The Dapifer
- Editor-in-Chief: Lakenya Kelly
- Categories: Fashion magazine
- Founder: Lakenya Kelly
- Founded: 2010
- First issue: October 2011
- Company: The Dapifer, LLC
- Country: United States
- Based in: New York City
- Language: English

= The Dapifer =

Defunct US fashion magazine

The Dapifer was an independent fashion magazine that focused on editorial photography, fashion industry news, art, and streetwear. It was founded by Lakenya Kelly during his undergraduate studies at Cornell University in 2010. Initially a small streetwear blog, it released its first print issue in October 2011, and maintained a limited print release schedule for future issues.
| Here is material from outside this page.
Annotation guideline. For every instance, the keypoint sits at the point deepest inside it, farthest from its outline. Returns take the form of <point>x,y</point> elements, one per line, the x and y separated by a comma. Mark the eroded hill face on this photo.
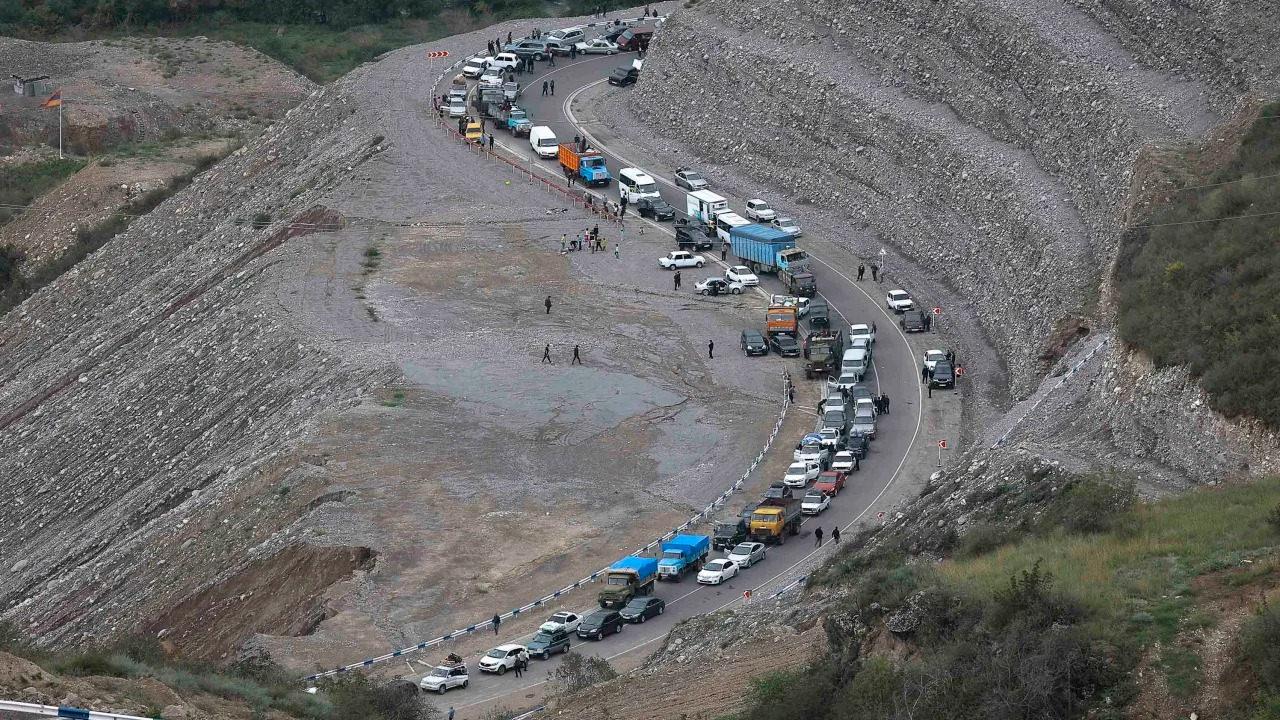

The Dapifer was owned by Kelly, its founder and editor-in-chief.

== Contributors ==
The fashion media platform collaborated with various brands and agencies, including Ford Models, Wilhelmina Models, New York Models, Alexander McQueen, Saint Laurent, and the La Jolla Fashion Film Festival. The Dapifer also collaborated with contemporary visual artists, such as Brooklyn painter Michael Alan. In July 2016, Kelly was appointed as a judge at La Jolla Fashion Film Festival.

== Online platforms ==
In 2016, The Dapifer shifted its focus to digital publishing. The publication introduced iOS and Android apps to facilitate mobile access to its digital content, both of which have since been removed.

In 2016, The Dapifer launched an online networking platform that was also known as The Dapifer. This platform served as a resource in photography, modeling, styling, and the creative arts.